Я смотрю, как одна девушка в Бирме запихивает экскременты слона в большой пластиковый пакет. «Фу-у-у!» — визжит она. Я смотрю на Тео.
— Пожалуйста, скажи, что лучше ты узнаешь последние известия, чем будешь смотреть это.
— Но я же должен говорить правду, — усмехается Тео. — Семейное правило.
— Ладно, зайдем с другой стороны: если я буду смотреть с тобой эту программу, то, возможно, буду настолько поражена, что отправлю тебя в Бирму, чтобы ты расширил свой кругозор, убирая фекалии за слонами.
Он бросает мне пульт.
— Это шантаж!
— Однако он сработал, — отвечаю я, переключаясь на канал местного телевидения. Какой-то мужчина что-то кричит в микрофон. «Единственное, что известно, — заявляет он, — это то, что местное управление полиции скрывает факты по делу об исчезновении девушки и не спешит с расследованием».

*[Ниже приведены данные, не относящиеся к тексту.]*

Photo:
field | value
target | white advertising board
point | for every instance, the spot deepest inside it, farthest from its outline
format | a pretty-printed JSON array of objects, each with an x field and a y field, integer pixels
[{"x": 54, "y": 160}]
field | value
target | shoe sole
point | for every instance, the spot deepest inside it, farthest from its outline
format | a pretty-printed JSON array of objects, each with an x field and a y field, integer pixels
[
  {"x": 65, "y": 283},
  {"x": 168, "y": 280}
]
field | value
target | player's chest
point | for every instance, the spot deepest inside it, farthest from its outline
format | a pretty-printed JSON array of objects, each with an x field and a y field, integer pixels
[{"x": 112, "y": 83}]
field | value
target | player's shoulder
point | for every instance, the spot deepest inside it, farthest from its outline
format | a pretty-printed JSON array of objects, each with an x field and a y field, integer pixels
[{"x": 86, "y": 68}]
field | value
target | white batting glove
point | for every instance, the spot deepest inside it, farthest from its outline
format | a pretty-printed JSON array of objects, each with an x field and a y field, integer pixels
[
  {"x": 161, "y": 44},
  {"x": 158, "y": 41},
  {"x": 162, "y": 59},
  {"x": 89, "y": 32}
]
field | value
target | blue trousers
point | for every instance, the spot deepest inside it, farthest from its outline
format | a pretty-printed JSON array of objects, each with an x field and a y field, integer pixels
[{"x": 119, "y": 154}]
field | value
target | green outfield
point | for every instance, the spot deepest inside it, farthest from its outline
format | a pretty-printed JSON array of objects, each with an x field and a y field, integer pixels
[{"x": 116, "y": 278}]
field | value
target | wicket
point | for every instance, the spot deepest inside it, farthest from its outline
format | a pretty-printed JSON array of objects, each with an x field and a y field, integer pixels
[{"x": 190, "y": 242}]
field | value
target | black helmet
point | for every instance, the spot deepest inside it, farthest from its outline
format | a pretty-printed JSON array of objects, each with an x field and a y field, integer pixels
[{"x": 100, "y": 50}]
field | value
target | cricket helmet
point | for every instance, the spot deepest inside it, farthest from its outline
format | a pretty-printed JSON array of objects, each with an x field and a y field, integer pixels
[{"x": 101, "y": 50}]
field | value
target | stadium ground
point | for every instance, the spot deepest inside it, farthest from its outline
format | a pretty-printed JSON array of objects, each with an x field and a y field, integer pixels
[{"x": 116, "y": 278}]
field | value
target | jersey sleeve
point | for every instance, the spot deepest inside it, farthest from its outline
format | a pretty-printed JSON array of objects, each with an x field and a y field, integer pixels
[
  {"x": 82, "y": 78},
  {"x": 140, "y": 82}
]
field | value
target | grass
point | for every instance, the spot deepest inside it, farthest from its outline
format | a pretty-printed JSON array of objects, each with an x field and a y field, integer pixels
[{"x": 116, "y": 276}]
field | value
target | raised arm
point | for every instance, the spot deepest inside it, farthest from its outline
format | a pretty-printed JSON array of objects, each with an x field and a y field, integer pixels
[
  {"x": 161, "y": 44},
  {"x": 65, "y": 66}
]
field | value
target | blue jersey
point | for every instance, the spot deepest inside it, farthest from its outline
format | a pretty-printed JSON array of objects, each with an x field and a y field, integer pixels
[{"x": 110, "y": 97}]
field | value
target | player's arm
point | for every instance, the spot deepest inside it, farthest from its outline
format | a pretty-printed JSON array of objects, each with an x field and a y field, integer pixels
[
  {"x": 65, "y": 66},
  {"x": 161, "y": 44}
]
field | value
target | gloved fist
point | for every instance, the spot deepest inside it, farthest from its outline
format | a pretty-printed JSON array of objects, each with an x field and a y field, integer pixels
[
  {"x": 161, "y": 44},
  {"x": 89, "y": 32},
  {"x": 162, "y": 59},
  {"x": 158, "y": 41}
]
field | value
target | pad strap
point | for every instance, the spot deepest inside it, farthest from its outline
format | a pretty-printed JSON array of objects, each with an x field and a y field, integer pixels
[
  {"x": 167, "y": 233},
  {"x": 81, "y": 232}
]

Внизу экрана вспыхивает белая строка: «Сенатор штата Клод Огилви».
— Смотри, — говорит Тео. — А фамилия…
— Тс-с…
На экране появляется женщина-репортер. «Начальник полиции Таунсенда Фред Хакинс утверждает, что на поиски Джесс Огилви брошены все силы, и просит любого, кто располагает какой-либо информацией, позвонить в полицию по телефону 802–555–4490».
Потом появляется фотография наставницы Джейкоба по социальной адаптации, внизу написан номер телефона.
«На прямой связи из Таунсенда, — заканчивает репортер. — Люси Макнейл».
Я смотрю на маму.
— Это Джесс, — констатирую я очевидное.
— Боже мой, — бормочет она. — Бедняжка!
Я не понимаю. Я абсолютно ничего не понимаю.
Мама хватает меня за руку.
— Эта информация не выйдет за пределы гостиной, — велит она.
— Думаешь, Джейкоб не узнает? Прочитает в газетах. Узнает из Интернета.
Она пощипывает кончик носа.
— Он сейчас такой уязвимый, Тео. Я не могу пока огорошить его этим известием. Дай мне немного времени, и я придумаю, как ему сказать.
Я забираю у нее пульт и выключаю телевизор. Потом, бормоча что-то о сочинении, бегу наверх, в свою комнату, и запираю дверь.
Хожу по комнате кругами, сцепив руки на затылке, будто остываю после марафона. Прокручиваю в голове все, что услышал от сенатора и репортера. Начальник полиции, слава богу, сказал, что все силы брошены на поиски девушки.
Что бы это, черт возьми, ни значило.
Неужели и это исчезновение окажется ловким обманом, как исчезновение одной школьницы, которая позже объявилась, утверждая, что ее похитили? Но оказалось, что она все выдумала, пытаясь привлечь к себе внимание. Я надеюсь именно на такое развитие событий, потому что о другом исходе не хочу даже и думать.
Единственное, что мне в действительности нужно знать: Джесс Огилви пропала, и я один из последних, кто ее видел.
На автоответчике в доме Робертсонов оставлено шесть сообщений. Одно от Марка Макгуайра, который просит Джесс ему перезвонить, когда она вернется. Одно из химчистки: девушке сообщили, что готова ее юбка. Одно от женщины, назвавшейся Эммой Хант, следующего содержания: «Привет, Джесс, это мама Джейкоба. Перезвони мне, пожалуйста». Три остальных сообщения — просто вешали трубку, и все три с мобильного телефона, зарегистрированного на Джесс Огилви.
Эти звонки говорят о том, что либо ее избили и она скрывается, пытается собраться с духом и дозвониться своему жениху, но тщетно. Либо этот жених таким образом прикрывает свою задницу, после того как убил невесту по неосторожности.
Я всю пятницу провожу за тем, что вычеркиваю фамилии из ежедневника Джесс Огилви. Сперва звоню двум подругам, чьи имена за последние месяцы встречаются чаще всего. Алисия и Кара, как и Джесс, учатся на последнем курсе университета. У Алисии золотистые волосы до пояса, а Кара — миниатюрная блондинка в мешковатых камуфляжных штанах и тяжелых черных сапогах. За чашечкой кофе в студенческом центре они признаются, что со вторника ничего не слышали о Джесс.